Me sobresalta el pitido del teléfono de mesa de la oficina, ahora que estaba concentrado.

Descuelgo y oigo una vocecita chillona, con un tono impertinente:

—¿Quién eres?

“No, ¿quién eres tú, maleducada?”, pienso, antes de contestar:

—Juan, el que tiene esta extensión desde hace dos años.

—Ah, es que te oía raro —dice la vocecilla chillona—.

Enseguida pongo cara a ese timbre de voz altamente desagradable. Es una de esas poquísimas persona a las que detesto, porque soy de los que intento empatizar en general, y en el trabajo en concreto. Siempre que tenga un buen día, claro. Hoy no lo tengo, al parecer. Del más pelma, pienso que no tiene nadie más que lo escuche, de la que habla solo de sí misma sin escuchar un segundo, pienso que tiene una necesidad imperiosa de hacerse oír porque de pequeña siempre pasaba desapercibida, de aquel que solo quiere demostrar lo mucho que sabe, pienso que es porque no tiene nada más que mostrar dado su físico poco agraciado.

Pero esta mujer, cercana a los sesenta, es un espécimen posiblemente en vías de extinción, como lo están las vetustas empresas en las que las personas antes hacían carrera: nacían, crecían, se reproducían y morían dentro. Del subgénero de empleado que se erige como dueño y señor de su particular cortijo. Y dentro de esos, de la categoría de los que son alfombrillas para jefes y cargos directivos, y desagradables y soberbios con los que creen que están por debajo.

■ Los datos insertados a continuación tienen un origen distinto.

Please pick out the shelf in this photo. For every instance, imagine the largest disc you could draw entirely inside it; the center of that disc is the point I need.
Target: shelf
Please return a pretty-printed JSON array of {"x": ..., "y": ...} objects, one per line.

Ahora te requiere a su particular trono, su despacho, para hablar contigo de un tema urgentísimo.

—Sí, sí, ahora voy —le digo con desgana—.

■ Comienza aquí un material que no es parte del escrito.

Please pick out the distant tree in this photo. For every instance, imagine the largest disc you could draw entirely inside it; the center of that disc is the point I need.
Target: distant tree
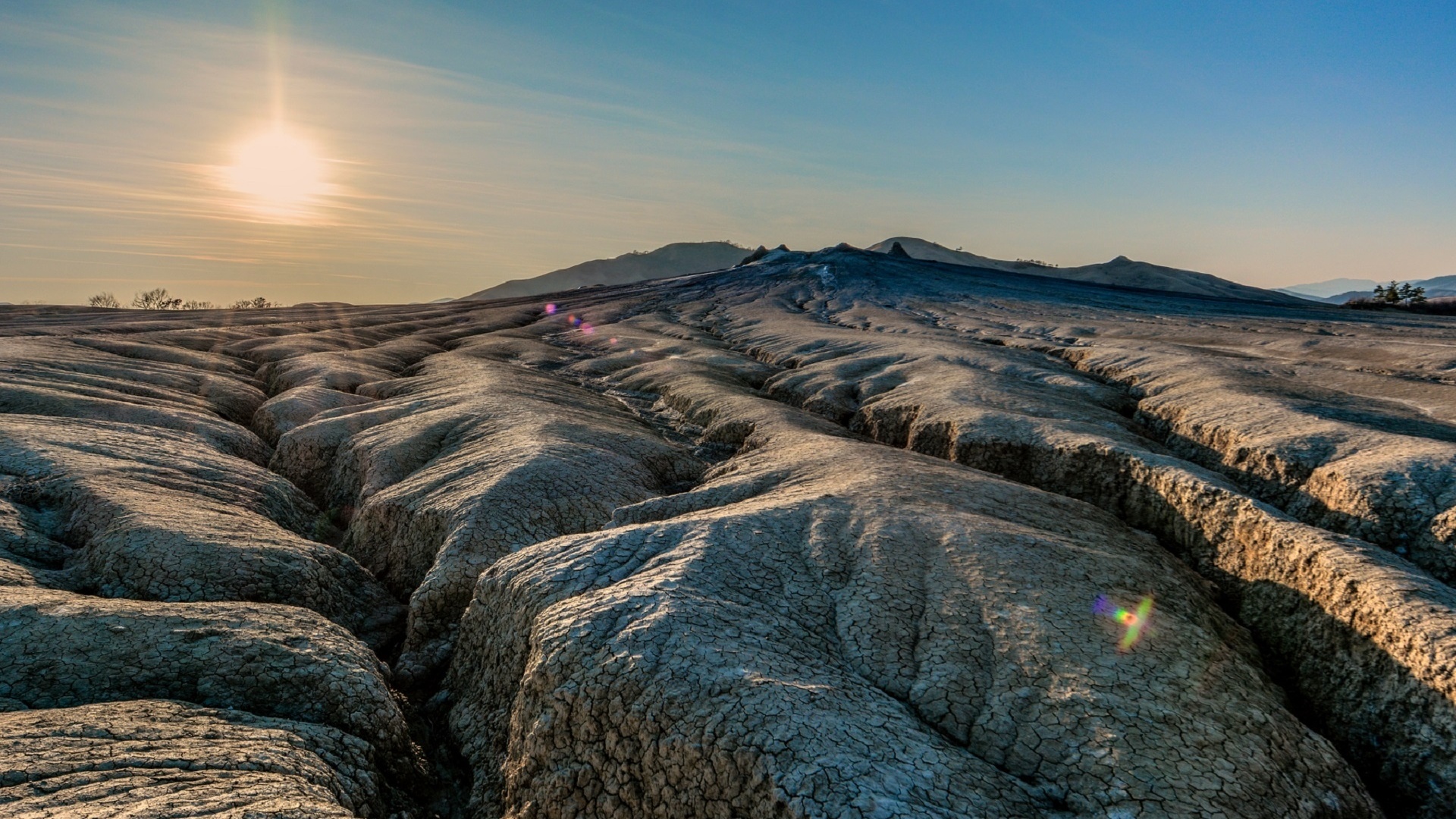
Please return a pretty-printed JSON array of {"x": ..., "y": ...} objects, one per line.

Vocecita chillona prácticamente me cuelga.

Dejo pasar unos largos minutos para hacerla esperar: yo también tengo mi orgullo. Pero finalmente tengo que ir al despacho de Vocecita Chillona, no queda otra.

Recorro los pasillos de ese laberinto de puertas y pasillos, escenario perfecto para un thriller, pienso muchas veces.

Finalmente llego a una puerta, llamo, pero entro sin esperar respuesta.

Vocecita Chillona está detrás de su mesa, con las gafas en la punta de la nariz, que no logran tapar unos ojillos diminutos y mezquinos —esto es de mi particular cosecha de un mal día como hoy—.

—Perdona, me pillas liadísima —me chilla— mientras teclea un whatsapp en su móvil.
—Es que a mi hija le han suspendido un examen de la universidad, y no lo entiendo. Me está mandado el email del profesor y le vamos a poner una reclamación hoy mismo —sigue chillando— sin mirarme si quiera ni percatarse de que no me importa nada su hija, su examen ni su profesor.

Al cabo de cinco minutos esperando a que me conceda audiencia, se quita las gafas, para mostrarme sus ojos en todo su esplendor, y me dice:

—Verás, es que tenemos sospechas de que alguien de tu equipo se está llevando información confidencial.

Mi cara perpleja no deja lugar a dudas.

—¿Qué te hace pensar eso? —solo acierto a decir, alucinado.

—Porque alguien de la competencia está haciendo algo exactamente igual a lo nuestro.

Lo nuestro es tan original como producir y comercializar bollería industrial de todo tipo. Alto secreto.

—Pero, ¿qué es exactamente lo que están haciendo?

—Pues en concreto, las últimas galletas con caras personalizadas que empezamos a comercializar el año pasado.

—Pero eso lo habrán visto ya en la tienda online.

—Sí, pero el sistema de venta es el mismo.

Está claro que esta mujer se aburre. Le sobra el tiempo o tiene que justificar su puesto de trabajo. De aquí no hay nada donde rascar.

—Bueno —le digo dándome la vuelta—. Voy a preguntar si alguien que se encarga de la página web le ha enseñado el formato interno a alguien más —una estupidez como otra cualquiera, porque nadie va a confesar—.

Salgo de allí y vuelvo a mi escritorio. Mi vena creativa, que es mi particular artillería, empieza a trabajar. Creo que voy a proponer sacar al mercado unas galletas con forma de ojos: y mi propuesta de diseño estará basada en los ojillos de Vocecita Chillona.